The dataset is sourced from ideological statements and consists of five categories:

Anarchism
Communism
Liberalism
Nationalism
Conservatism

The dataset is stored in CSV format and is preprocessed to balance the number of samples for each ideology. The preprocessing steps include:

Reading and cleaning the data
Handling missing values
Encoding labels
Sampling to ensure class balance

Model

The model is based on dbmdz/bert-base-turkish-128k-uncased, a pre-trained BERT model optimized for Turkish. It is fine-tuned for sequence classification using the Hugging Face transformers library. The model takes ideological text as input and predicts one of the five ideological categories.

Environment Setup

Requirements

Ensure you have the following dependencies installed:

pip install transformers torch pandas scikit-learn matplotlib seaborn

GPU Check

The model is trained using CUDA. Ensure a GPU is available:

import torch
if torch.cuda.is_available():
    print("GPU available: ", torch.cuda.get_device_name(0))
else:
    print("GPU not available")

Data Preparation

The dataset is split into training (80%) and test (20%) sets. Text is tokenized using the BERT tokenizer, and attention masks are created to handle padding.

Training

The model is trained for four epochs using the AdamW optimizer and a linear learning rate scheduler. Training loss is monitored at each step, and performance is evaluated using:

Precision
Recall
F1-score

Evaluation

The trained model is evaluated on the test set.
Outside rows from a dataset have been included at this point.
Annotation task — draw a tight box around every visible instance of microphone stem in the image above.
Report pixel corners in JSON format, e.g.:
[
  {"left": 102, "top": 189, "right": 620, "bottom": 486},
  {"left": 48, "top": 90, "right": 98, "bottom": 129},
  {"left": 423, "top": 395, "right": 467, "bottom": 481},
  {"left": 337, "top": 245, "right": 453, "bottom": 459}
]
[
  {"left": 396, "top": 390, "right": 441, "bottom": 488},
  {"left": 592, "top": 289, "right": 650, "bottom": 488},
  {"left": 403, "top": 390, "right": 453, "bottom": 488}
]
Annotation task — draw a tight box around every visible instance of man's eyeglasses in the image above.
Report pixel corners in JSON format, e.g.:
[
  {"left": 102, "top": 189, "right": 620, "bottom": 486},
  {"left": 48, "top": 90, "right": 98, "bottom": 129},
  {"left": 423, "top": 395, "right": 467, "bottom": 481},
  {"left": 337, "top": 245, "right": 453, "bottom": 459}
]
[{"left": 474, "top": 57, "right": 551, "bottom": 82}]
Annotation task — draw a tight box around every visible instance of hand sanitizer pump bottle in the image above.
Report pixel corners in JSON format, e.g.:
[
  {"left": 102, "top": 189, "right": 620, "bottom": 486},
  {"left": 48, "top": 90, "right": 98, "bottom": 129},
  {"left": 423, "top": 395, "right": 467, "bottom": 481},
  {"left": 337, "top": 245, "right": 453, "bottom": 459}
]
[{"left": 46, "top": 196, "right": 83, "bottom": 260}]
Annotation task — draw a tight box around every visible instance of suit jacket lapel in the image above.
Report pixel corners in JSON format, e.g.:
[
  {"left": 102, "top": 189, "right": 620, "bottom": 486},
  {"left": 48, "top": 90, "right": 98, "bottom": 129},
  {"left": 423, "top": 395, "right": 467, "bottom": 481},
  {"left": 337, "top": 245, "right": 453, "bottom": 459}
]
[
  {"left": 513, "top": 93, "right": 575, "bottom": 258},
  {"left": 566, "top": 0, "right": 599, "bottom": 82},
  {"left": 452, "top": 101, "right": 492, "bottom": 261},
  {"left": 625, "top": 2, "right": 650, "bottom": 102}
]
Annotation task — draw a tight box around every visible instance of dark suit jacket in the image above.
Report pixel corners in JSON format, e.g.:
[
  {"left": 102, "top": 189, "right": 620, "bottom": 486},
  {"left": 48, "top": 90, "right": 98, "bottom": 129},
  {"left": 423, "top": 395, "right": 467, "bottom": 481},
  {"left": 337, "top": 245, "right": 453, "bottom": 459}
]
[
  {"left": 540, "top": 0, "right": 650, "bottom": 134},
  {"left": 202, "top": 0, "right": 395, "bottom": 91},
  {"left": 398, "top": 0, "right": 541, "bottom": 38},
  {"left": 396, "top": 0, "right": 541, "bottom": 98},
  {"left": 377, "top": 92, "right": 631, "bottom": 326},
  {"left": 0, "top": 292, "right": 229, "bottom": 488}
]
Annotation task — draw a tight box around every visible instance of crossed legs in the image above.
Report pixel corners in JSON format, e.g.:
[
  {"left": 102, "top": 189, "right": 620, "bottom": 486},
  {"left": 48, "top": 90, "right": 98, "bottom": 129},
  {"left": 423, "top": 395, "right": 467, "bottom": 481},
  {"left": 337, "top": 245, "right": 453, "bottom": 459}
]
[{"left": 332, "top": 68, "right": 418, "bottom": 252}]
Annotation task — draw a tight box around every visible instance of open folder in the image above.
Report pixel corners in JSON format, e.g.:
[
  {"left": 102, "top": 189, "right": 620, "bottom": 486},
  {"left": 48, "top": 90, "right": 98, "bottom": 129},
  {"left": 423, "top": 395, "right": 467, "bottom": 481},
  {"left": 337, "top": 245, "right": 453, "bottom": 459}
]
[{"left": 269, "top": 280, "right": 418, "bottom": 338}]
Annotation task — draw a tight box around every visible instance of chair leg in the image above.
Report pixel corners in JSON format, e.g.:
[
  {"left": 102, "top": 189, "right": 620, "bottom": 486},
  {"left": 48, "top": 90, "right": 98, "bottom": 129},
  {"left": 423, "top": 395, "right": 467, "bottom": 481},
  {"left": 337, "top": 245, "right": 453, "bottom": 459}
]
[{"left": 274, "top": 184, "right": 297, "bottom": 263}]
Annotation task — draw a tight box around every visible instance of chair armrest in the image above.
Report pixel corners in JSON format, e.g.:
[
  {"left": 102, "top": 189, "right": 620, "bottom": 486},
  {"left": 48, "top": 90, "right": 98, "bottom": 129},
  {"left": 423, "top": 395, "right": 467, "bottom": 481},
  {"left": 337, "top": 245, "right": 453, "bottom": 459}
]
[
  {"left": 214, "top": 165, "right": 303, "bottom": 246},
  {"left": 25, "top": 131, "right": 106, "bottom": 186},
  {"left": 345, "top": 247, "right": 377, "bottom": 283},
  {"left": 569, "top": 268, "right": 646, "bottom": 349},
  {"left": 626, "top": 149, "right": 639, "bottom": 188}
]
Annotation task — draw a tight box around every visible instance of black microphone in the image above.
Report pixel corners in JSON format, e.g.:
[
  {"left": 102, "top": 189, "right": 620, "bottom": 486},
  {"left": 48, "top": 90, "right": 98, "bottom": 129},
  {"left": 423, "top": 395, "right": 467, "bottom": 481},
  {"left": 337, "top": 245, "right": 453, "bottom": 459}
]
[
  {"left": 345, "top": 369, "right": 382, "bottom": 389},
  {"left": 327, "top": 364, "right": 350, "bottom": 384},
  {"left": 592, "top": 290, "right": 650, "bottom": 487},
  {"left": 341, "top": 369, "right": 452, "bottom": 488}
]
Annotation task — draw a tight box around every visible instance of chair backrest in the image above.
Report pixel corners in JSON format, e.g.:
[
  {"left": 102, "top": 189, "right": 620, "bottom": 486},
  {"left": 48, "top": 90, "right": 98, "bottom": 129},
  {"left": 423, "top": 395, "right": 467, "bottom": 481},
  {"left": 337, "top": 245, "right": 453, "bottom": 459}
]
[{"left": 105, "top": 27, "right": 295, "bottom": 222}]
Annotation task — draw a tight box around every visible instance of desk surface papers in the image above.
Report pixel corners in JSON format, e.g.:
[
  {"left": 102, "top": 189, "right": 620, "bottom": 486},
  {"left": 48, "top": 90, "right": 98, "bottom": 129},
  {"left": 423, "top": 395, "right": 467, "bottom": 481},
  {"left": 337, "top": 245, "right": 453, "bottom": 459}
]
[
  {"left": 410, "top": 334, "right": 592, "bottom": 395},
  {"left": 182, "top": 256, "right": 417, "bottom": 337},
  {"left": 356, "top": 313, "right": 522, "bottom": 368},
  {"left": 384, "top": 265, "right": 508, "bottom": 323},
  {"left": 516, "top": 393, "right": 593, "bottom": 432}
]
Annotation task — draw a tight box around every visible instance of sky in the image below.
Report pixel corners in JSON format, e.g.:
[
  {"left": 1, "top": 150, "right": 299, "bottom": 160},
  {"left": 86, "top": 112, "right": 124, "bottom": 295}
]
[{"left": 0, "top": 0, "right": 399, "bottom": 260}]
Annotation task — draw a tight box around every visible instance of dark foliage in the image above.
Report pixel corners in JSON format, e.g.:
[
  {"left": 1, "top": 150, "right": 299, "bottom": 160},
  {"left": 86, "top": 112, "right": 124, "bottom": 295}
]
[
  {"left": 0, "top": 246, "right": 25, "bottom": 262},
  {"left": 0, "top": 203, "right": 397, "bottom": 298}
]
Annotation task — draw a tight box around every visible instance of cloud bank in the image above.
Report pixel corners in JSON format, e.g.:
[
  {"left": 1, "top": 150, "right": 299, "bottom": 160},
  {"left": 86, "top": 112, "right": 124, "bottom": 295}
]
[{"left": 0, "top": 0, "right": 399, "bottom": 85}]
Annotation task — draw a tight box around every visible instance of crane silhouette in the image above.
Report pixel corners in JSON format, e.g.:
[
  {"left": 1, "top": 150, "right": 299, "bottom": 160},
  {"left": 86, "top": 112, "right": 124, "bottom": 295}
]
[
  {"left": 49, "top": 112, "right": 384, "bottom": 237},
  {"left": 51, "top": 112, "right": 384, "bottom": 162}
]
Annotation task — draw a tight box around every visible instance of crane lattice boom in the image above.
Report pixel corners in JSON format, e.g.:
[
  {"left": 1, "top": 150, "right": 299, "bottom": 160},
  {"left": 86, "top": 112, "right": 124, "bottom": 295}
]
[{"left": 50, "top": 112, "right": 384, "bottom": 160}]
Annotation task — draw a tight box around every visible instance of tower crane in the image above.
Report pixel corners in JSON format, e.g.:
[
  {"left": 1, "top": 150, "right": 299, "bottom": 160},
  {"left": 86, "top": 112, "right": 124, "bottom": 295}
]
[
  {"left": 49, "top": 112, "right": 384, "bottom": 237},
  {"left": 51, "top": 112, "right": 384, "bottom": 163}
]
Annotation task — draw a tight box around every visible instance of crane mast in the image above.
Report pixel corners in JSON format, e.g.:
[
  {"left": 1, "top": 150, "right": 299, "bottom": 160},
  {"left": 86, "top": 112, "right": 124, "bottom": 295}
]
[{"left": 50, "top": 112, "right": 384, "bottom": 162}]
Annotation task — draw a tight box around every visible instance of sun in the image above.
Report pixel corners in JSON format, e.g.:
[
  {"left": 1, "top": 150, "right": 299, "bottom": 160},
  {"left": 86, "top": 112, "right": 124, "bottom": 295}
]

The classification report provides metrics for each ideological category.

Example output:

F-Score:  0.7589
Recall:  0.7499
Precision:  0.7758

Usage

To make predictions on new text samples:

from transformers import BertTokenizer, BertForSequenceClassification
import torch

tokenizer = BertTokenizer.from_pretrained('dbmdz/bert-base-turkish-128k-uncased')
model = BertForSequenceClassification.from_pretrained("path/to/saved/model")
model.eval()

def predict(text):
    inputs = tokenizer(text, return_tensors="pt", truncation=True, padding=True, max_length=512)
    with torch.no_grad():
        logits = model(**inputs).logits
    predicted_class = torch.argmax(logits, dim=1).item()
    return predicted_class

text_sample = "Devlet her zaman güçlülerin çıkarlarını korur."
print("Predicted Ideology: ", predict(text_sample))

Model Checkpoint

The trained model is saved and can be loaded for inference.

Authors

This project was developed by leveraging the Hugging Face transformers library and PyTorch for fine-tuning BERT on ideological classification tasks.

License

This project is open-source and licensed under the MIT License.